- The Washington Times - Tuesday, September 20, 2016

An American entrepreneur from Louisiana wanted to make an all-terrain vehicle for his family to enjoy, but ended up catching the attention of the U.S. military’s elite warfighters.

Skyrunner co-founder and test pilot Stewart Hamel recently succeeded in getting the Federal Aviation Administration’s approval for his “off-road aircraft,” the MMK 3.2 an advanced ultra-light tactical vehicle. Its versatility was featured on Fox News’ Happening Now and an earned an audience with military officials.

Mr. Hamel’s website for the Shreveport, Louisiana, company says its vehicle can fly up to 10,000 feet and reach ground speeds up to 70 miles per hour. The cost: $139,000, which he says is a bargain when compared to the resources needed to operate helicopters.

“[Military officials have] actually come to Shreveport multiple times and helped us think through the design,” Mr.

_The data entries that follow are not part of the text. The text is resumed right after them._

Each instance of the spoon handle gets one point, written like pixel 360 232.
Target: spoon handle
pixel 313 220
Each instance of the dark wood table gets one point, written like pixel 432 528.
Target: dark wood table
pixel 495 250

Hamel told Fox News Thursday. “We redesigned this on probably 80 percent of their feedback. Whether we got the contracts or not, look, it’s a very patriotic place for us to play. Look, the military, if we can save American soldiers’ lives, they’ve got all of our resources behind it.”

The 3-year-old company told Business Insider Tuesday that he has a “verbal commitment” from the U.S. special operations forces community.

“The shocks [are what] won this particular group over,” SkyRunner consultant Mike Mitchell told the website. “Going off of a loading dock four to five feet tall … with such a soft landing was a big plus in their eyes.”

The company said its vehicle would likely be used for surveillance or recovery missions, but would not give specifics on its commitment from the U.S. military.

“It’s very intuitive. It can be piloted in 12 hours of flight training,” Mr. Hamel told Fox. “I’ve landed it in 150 [feet]. … You don’t need a special license. You take a police officer, a fireman, or someone who is working in the field, and turn them into a pilot in a week.”